Richard Hanania, Substack, April 11, 2022
This week on the CSPI podcast, I talked to Gail Heriot, a law professor at the University of San Diego and a member of the US Commission on Civil Rights. Her past jobs include civil rights counsel to the US Senate Committee on the Judiciary and Associate Dean for Academic Affairs at George Mason University Law School.
Our discussion focuses mainly on two papers she’s written in recent years:
A theme of my writing on these issues has been that there is not enough discourse between the policy world and the intellectual world on topics related to wokeness. Many are angry about what they see happening, while few have thought carefully enough about what policy can accomplish. Gail is part of a small minority of people in the public arena that knows the law and has considered its effects on the wider culture.
In her 2020 paper, she frames the issue of disparate impact in a way I hadn’t thought of before. Literally any practice you can think of has a disparate impact. Try to think of a way of hiring or promoting people that does not benefit one group at the expense of another. If everything is potentially illegal, and government does not have the resources to go after everything, then the government basically has arbitrary power to do whatever it wants under civil rights law. People who become civil rights lawyers or EEOC bureaucrats tend to be extremely woke, and it is their interpretations of the law that shape how institutions can behave. This is why I have called civil rights law the “skeleton key of the left.” In recent years, it’s been applied to try and force mask mandates, the use of left wing history books in schools, and now, transgender women competing against biological women in college and high school sports. As long as civil rights laws remain as they are, almost any idea coming out of universities, no matter how crazy, can potentially be forced onto local governments and private institutions without having to ever be sanctioned through the democratic process.
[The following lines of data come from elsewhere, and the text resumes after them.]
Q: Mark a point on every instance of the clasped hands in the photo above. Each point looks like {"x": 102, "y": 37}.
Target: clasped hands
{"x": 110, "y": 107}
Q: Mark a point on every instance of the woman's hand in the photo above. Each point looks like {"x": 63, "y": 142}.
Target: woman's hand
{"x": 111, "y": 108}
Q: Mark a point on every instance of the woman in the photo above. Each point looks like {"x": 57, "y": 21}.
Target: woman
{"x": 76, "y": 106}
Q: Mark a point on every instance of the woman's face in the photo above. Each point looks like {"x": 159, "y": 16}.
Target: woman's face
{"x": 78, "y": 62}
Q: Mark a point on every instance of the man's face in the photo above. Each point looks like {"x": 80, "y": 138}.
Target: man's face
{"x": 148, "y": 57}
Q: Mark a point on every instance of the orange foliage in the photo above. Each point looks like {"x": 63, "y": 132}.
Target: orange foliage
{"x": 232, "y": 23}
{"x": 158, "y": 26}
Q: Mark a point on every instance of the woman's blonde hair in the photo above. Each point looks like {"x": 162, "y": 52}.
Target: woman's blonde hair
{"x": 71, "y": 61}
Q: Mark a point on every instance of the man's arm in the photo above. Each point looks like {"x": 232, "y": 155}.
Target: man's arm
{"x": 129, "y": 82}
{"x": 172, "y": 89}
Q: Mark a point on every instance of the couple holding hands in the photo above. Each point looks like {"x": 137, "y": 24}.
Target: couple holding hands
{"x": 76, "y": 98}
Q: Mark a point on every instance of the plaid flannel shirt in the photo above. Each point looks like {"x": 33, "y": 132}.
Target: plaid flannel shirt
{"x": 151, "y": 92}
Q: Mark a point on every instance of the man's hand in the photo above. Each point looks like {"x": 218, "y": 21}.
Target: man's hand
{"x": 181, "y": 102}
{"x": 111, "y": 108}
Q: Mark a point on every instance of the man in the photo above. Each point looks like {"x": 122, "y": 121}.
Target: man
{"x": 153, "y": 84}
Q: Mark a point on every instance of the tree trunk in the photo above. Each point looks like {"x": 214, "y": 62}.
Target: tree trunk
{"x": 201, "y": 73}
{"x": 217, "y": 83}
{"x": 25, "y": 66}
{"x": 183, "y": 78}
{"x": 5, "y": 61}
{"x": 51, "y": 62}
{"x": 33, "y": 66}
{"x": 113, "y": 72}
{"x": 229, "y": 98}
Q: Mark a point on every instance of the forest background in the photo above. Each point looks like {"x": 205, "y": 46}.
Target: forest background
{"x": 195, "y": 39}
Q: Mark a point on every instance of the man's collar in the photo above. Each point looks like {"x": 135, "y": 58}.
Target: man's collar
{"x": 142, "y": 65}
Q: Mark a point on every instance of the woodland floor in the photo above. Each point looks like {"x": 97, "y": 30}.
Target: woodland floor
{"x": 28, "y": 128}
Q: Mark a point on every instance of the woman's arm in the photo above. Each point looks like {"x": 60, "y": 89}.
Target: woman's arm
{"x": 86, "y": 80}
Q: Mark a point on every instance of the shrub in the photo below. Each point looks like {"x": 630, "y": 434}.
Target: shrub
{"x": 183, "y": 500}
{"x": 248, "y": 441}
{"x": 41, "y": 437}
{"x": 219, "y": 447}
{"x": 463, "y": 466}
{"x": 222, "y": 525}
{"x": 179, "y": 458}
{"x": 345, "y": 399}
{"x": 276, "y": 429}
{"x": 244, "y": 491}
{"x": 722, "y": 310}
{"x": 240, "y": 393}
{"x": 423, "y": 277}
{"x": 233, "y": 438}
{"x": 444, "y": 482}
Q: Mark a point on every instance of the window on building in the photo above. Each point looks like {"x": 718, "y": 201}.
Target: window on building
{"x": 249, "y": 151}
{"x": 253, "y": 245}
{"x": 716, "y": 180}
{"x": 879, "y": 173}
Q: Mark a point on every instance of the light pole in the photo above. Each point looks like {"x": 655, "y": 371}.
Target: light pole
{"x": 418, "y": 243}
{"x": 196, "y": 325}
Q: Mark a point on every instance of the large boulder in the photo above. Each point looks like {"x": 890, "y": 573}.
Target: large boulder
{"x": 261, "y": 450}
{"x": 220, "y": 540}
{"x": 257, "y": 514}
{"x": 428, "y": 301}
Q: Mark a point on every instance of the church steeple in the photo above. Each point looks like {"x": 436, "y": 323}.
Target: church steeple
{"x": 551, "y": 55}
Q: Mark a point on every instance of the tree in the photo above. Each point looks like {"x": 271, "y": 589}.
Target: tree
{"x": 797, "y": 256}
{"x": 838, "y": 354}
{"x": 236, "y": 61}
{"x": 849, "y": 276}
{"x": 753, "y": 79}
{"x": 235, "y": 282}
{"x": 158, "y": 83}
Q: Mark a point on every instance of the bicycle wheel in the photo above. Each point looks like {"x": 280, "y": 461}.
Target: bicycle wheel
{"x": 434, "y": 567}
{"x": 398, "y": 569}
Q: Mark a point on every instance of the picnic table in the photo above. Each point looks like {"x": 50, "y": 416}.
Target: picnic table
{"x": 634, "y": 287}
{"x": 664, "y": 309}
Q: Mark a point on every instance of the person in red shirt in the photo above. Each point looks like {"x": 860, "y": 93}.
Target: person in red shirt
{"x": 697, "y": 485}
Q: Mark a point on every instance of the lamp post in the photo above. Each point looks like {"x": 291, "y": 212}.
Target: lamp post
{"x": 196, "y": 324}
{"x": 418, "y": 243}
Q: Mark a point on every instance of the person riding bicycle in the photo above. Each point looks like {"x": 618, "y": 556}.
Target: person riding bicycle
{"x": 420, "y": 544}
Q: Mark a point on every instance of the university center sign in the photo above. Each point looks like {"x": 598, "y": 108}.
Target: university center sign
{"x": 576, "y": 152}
Imagine if in the 1960s, someone proposed a new law that explicitly authorized bureaucrats and the courts to simply do whatever they thought necessary to attack racism and sexism, and later other forms of discrimination, whether found in government or the private sector. Such a law would have widely been seen as heralding the end of the American system. This is Chris Caldwell’s idea of “two constitutions” that are inconsistent with one another. Maybe the new, woke constitution was destined to win, but so far we haven’t even had a conservative movement that has been willing to recognize what has happened, much less fight back against it.
The lesson I hope people take away from this conversation is that all is not hopeless. Opposition to wokeness can be more than sterile complaints from disillusioned academics and a way to bond conservative audiences to Republican politicians. There are things individuals can do as activists, donors, and voters, and much to be optimistic about given the extreme amounts of political and intellectual energy that are going towards anti-wokeness. Most of the battle is in convincing people that wokeness ultimately comes from civil rights law and civil rights law can be changed, which I don’t think are tough sells.
Gail may be the most qualified person alive to talk about these things. She understands civil rights law from the inside and out as a scholar, and has also been close to legislators and others who make policy. In this conversation, she explains the connections between civil rights law and wokeness; why the disparate impact standard criminalizes everything and leads to arbitrary government power; and the ways in which the laws get interpreted in the real world. I ask her why Republicans have been so useless on this topic and that leads to a discussion of whether they are scared of touching identity issues, the current Critical Race Theory controversy as a sign things are changing, and the importance of politicians being pressured by their base. Finally, Gail gives practical advice on what the most important components of an anti-woke agenda would look like.